This package shall provide R script developers with some useful utilities to track meaningful provenance with inline R-code.
Find the Python version of this package at https://github.com/GeoinformationSystems/provo.
This package was written since concurrent provenance tracking packages tend to either produce lengthy documents with loads of abundant information (typically automatic provenance tracing) or don't allow for fine grained tracking (e.g. using qualified comments to track provenance cannot interpret conditions or loops). To sum up: This package gives the sole control over what is tracked to the user, while simplifying the task as much as possible.
This package produces provenance graphs that adhere to the PROV-Ontology https://www.w3.org/TR/prov-o/. Currently the package only implements the "starting point terms" (https://www.w3.org/TR/2013/REC-prov-o-20130430/#cross-reference-starting-point-terms) of the PROV-Ontology. These starting point terms are built by the three classes Entity, Activity and Agent, as well as a set of allowed relations between those classes (see Fig. 1).
Fig. 1 - Starting Point Terms of PROV-O (time related relations excluded). Notice the direction of the relations.In terms of data processing Entities can be viewed as data and Activities as processes that use existing data and generate new data. Agents stand for persons, organizations or even software that carries out these processing steps.
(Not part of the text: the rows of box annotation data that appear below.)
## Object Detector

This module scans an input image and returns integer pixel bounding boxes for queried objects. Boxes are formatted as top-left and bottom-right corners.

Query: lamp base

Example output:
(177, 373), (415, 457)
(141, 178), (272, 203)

An example where a process uses some input data to produce some output data is shown in Fig. 2.
Fig. 2 - PROV-O description of a process that uses some input data and produces some output data, controlled by some agent.A provenance graph is generated by concatenating multiple activities and entities, e.g Fig. 3.
Fig. 3 - Simple PROV-O provenance graph without agents.As first step that graph has to be set up:
Listing 1
init_provenance_graph(namespace = "https://www.yournamespace.com/script#")
PROV-O is RDF based, which means that every Entity, Activity and Agent has to have a unique ID which has to be provided as IRI. Every ID that you give to an Entity, Activity or Agent is concatenated to that very namespace you defined on graph initialization to build the IRI. See Hints / Pitfalls for more detailed information on namespaces.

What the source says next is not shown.